A mother tenderly bathing her child. A mother holding her baby in her arms. A mother hugging her child. Although Mary Cassatt declared herself unsuited to marriage, her paintings of women and their domestic life are among her most enduring. As a leading figure in the Impressionist movement these works made her one of the few successful female artists of her time.
Mary was born in 1844 to an affluent Pennsylvania family. As befitting her social status, she was well-traveled, well-educated and encouraged to take classes in music, embroidery, sketching and painting. These artistic endeavors were considered important steps in becoming a proper wife, not a path to a career. But she was determined to become a painter.
Over her parents’ objections, she enrolled at the Pennsylvania Academy of Fine Arts at 15. As the Civil War tore apart the country, Mary remained at the school honing her skills. There, prohibited from using live models, women were confined to painting inanimate objects. Increasingly frustrated with those restrictions, she quit the school and moved to Paris in 1866.
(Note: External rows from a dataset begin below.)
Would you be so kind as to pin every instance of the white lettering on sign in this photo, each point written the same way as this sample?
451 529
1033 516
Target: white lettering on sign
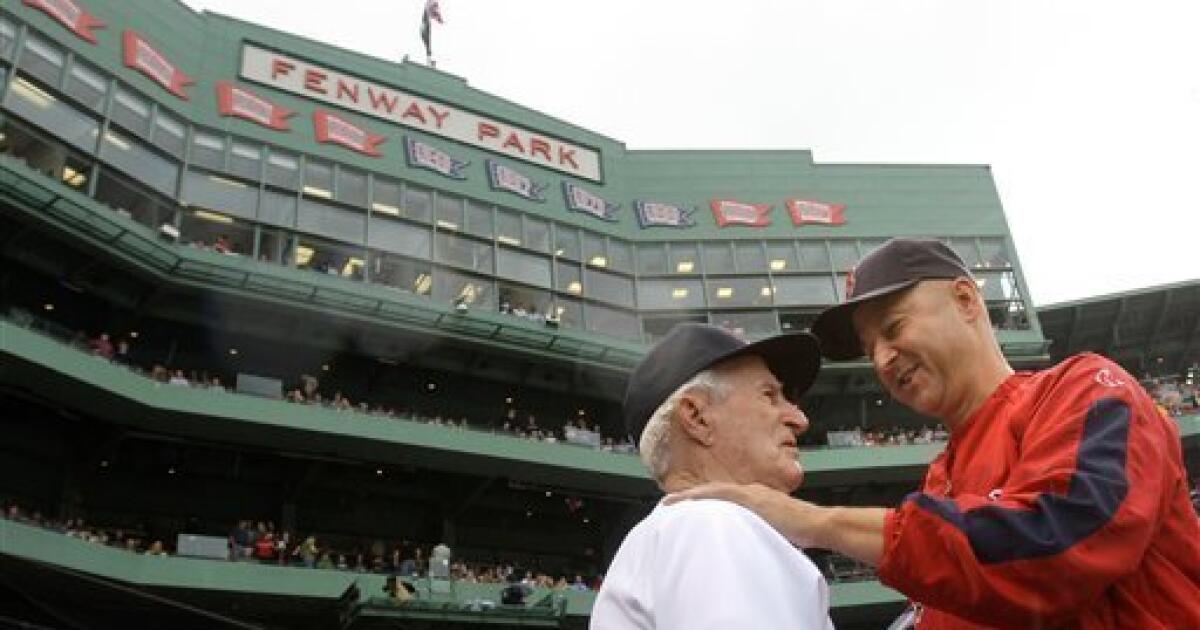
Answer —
299 77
Under the watchful eyes of chaperones, Mary took private classes with masters from the Ecole des Beaux Arts. Women were not allowed to officially enroll in the school. She also spent her days at the Louvre studying and reproducing their vast collection of European art. It was here she met and socialized with fellow artists as women weren’t allowed at the cafes where the male artists congregated.
Despite these barriers to her gender, in 1868 Mary and her friend Elizabeth Jane Gardner became the first American women to exhibit at the famous Paris Salon. The Mandoline Player was painted in the traditional style favored by the Salon jurists. She would paint in this style for the next decade before joining the avant-garde Impressionist movement.
The Franco-Prussian War in 1870 saw Mary returning to Pennsylvania where her father welcomed her by discouraging her from becoming an artist. Refusing to fund her art supplies, Mary became determined to make an independent living. When two paintings she placed in a New York gallery went unsold, she headed to Chicago. The work she created there was lost in the Great Chicago Fire of 1871.
Her luck turned when the Archbishop of Pittsburgh commissioned her to reproduce two paintings by Corregio in Italy. The advance allowed her to permanently relocate to Paris in 1874. Tiring of the traditional Salon style and their dismissive attitude towards female artists, she began experimenting with Impressionism. Edgar Degas invited her to exhibit with them and profits from her sold paintings afforded her financial freedom. It also allowed her to purchase a Degas and a Monet.
The show also led to a working relationship with Degas. With studios near each other, she often posed for him and he taught her new skills like engraving and pastels. Both unmarried, there is speculation that their relationship went beyond a friendship, but no documentation remains to support this notion and their social mores would have prohibited such a relationship.
Her own work continued to garner attention. Chicagoan Berthe Palmer commissioned her to create a mural depicting the modern woman for the 1893 World’s Columbian Exposition. And while participating in the first Impressionist show in America, she became a salesman for the movement by encouraging friends and family to purchase works from the soon-to-be-famous artists. She would go on to become an art advisor to many wealthy patrons and through her efforts these paintings are now star attractions in museums throughout the country.
Her career was cut short when diabetes and cataracts saw her losing her eyesight and by 1914 she was almost completely blind. Having spent much of her life fighting barriers to her gender, she spent her remaining years enthusiastically supporting the Women’s Suffrage Movement. Her donation of 18 paintings to the cause provided financial support, infuriating relatives opposed to the movement. She saw the passage of the 19th Amendment granting women the right to vote in 1920, before dying in 1926 in France, where she is buried.